ACHIEVING FAIRNESS IN TRADING BETWEEN SUPERMARKETS AND THEIR AGRIFOOD SUPPLY CHAINS

January 5, 2008 |

Briefing Paper for the UK Food Group, September 2005

by Anne Tallontire and Bill Vorley

Summary

Fairness and equity in trading relations between supermarkets and their supply chains is a hot topic, both in the development debate (smallholder access to markets) and the domestic farming debate (crisis in family farming). 

But the topic is largely absent from current approaches to Corporate Social Responsibility (CSR).  ‘Fair trade', with its origins in the trade justice movement, is largely treated in the marketplace as a high-end niche, in the form of an extra cost to consumers for Fairtrade labelled produce.  And ‘ethical trade', with more recent roots in CSR, is treated as a cost to suppliers in the form of imposed standards and codes.  'Ethical' codes make little mention of producer price despite huge imbalances of market power between producers and retailers.  In fact, the current trading environment is characterised by both a proliferation of standards for ethics and sustainability and the abuse of market power by powerful buyers, leading to a classic cost-price squeeze for producers. 

The marketplace is about to get quite confusing, with a proliferation of ‘sustainable', ‘ethical' and ‘responsible' claims with varying degrees of rigour. 
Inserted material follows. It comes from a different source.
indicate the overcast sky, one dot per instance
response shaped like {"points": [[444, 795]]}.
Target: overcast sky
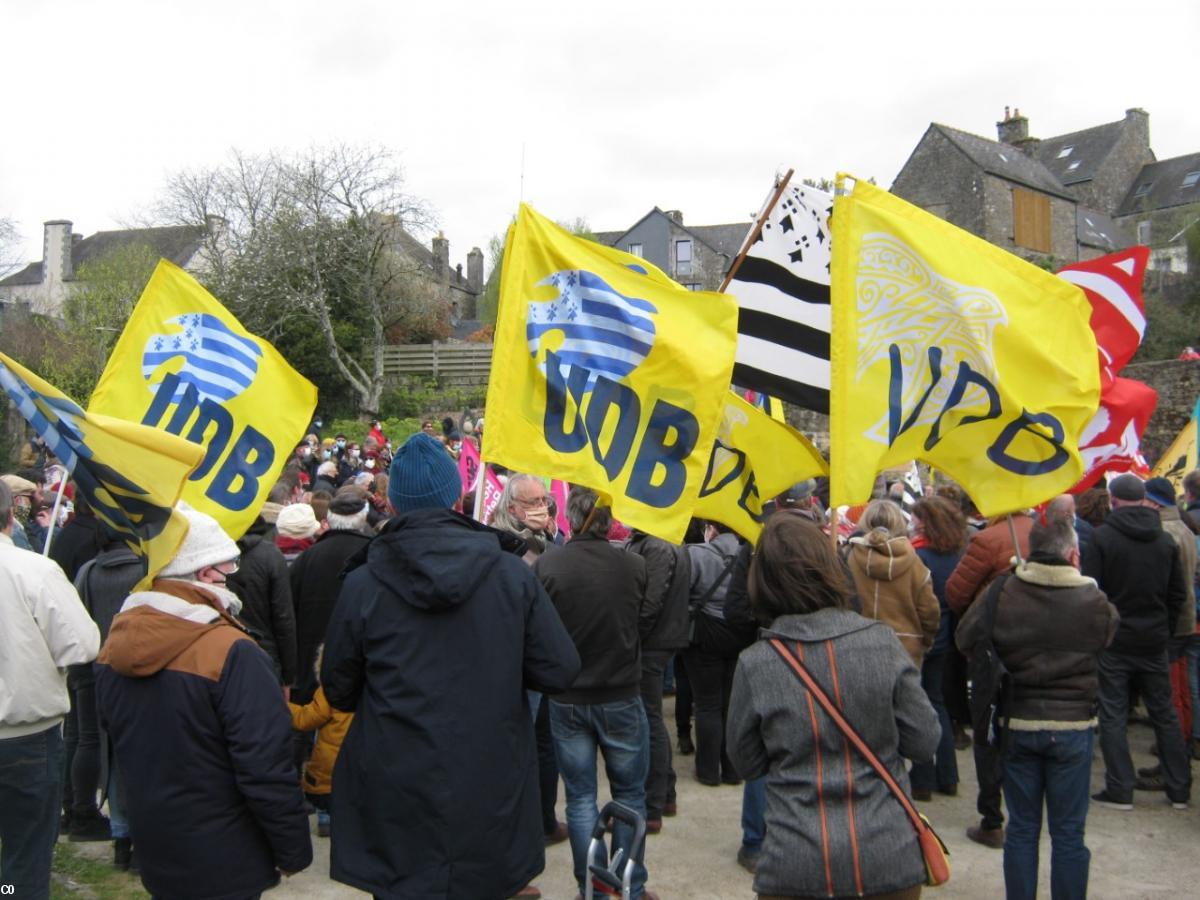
{"points": [[615, 107]]}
In order to bring fairness and justice into mainstream trading relationships,  innovative retailers can start to bridge this arbitrary and artificial gap between ‘fair' and ‘ethical' trade.  We propose the development of a set of guidelines for retailers that wish to incorporate fairness and justice into their trading relations, learning from the Fairtrade experience, to expand rather than constrain opportunities for small and family scale producers.  By this corporate standard (rather than a brand or mark), customers could be assured that their purchases across the board have not contributed to the exploitation of producers and misuse of market power.  The potential opportunities and risks associated with introducing such guidelines are highlighted in this paper.

But the room for manoeuvre for innovative companies is severely constrained by the current structure and governance of agrifood markets, which rewards ‘economies of scale' (or rather squeezing suppliers) while failing to provide a public policy environment which would curtail the abuse of market power.  We point to a series of public policies-especially competition policy-which would be required to underpin fairness and equity in trading practices of mainstream companies.

See attached. Also available for download at www.ukfg.org.uk


Average rating
(0 votes)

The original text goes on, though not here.